In-Hospital Mortality Among Critically Ill Patients With Atrial Fibrillation (AF) Versus Patients Without AF

Tooba Mehreen 1, Wasib Ishtiaq 2, Ghulam Rasheed 3, Nusrat Kharadi 4, Sara S Kiani 5, Anum Ilyas 4, Muhammad Ahmed Kaleem 6, Kiran Abbas 7,
Editors: Alexander Muacevic, John R Adler
PMCID: PMC8592307  PMID: 34804645

Abstract

Introduction

Atrial fibrillation (AF) is one of the most frequent arrhythmias observed in the intensive care unit (ICU). The present study assessed AF as an independent risk factor for mortality among patients in the ICU setting.

Methodology

A prospective cohort study was conducted at the medical ICU in a tertiary academic medical center from September 2020 to January 2021. All critically ill patients, irrespective of gender, who were admitted for at least two days in the ICU were eligible to partake in the study. Individuals in the cardiovascular surgical ICU and the trauma ICU were not eligible. Demographics, clinical history, the occurrence of AF, fluid input and output, echocardiography, drug history, and hospital mortality were recorded during the first week of admission. Patients were divided into two groups.

Results

Patients with AF had significantly higher in-hospital mortality, 27 (73%), and longer hospital stays (11.61 ± 7.01) as compared to patients who did not suffer from AF (p<0.0001). The mean length of stay in ICU was 10.32 ± 5.92 and the duration of mechanical ventilation was 7.05 ± 6.16 days in the AF group which was significantly higher than patients who did not have AF (p<0.0001). No significant difference was found in mortality rate between new-onset and recurrent AF among the patients; albeit the latter was higher (60% vs 81.8%, p=0.142).

Conclusion

The present study indicated that AF was a predictor of mortality hence, associated with poor patient prognosis. The occurrence of AF was associated with high in-hospital mortality and longer hospital stay.
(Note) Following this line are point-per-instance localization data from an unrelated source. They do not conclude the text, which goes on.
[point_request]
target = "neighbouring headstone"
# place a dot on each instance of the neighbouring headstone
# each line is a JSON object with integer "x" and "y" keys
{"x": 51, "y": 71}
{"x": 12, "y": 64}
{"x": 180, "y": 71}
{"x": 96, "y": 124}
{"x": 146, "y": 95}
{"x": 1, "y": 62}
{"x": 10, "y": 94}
Further large-scale studies should be conducted to explore other socio-demographic and clinical risk factors.

Keywords: prognosis, in-hospital mortality, intensive care unit, afib, atrial fibrillation, arrhythmia

Introduction

Atrial fibrillation (AF) is one of the most frequent arrhythmias observed in the intensive care unit (ICU) [1]. Some studies suggest that its incidence in non-cardiac ICUs is as high as 25% [2]. Although pre-existing AF is highly prevalent in the elderly population with multiple comorbidities who have numerous risk factors for admission to intensive care; new-onset AF, on the other hand, can be set off due to substantial structural changes and arrhythmia-associated risk factors faced during stages of critical illness. New-onset AF is defined as the presence of AF among patients who had no previous history of AF in contrast to those with a positive history of AF, i.e., recurrent AF. The mechanisms involved might include inflammation and ischemia, fluid overload, electrolyte imbalance, adrenergic overstimulation, and use of vasopressors and inotropes in critical illness, which not only reduce the efficacy of treatments but also lead to early relapses [3].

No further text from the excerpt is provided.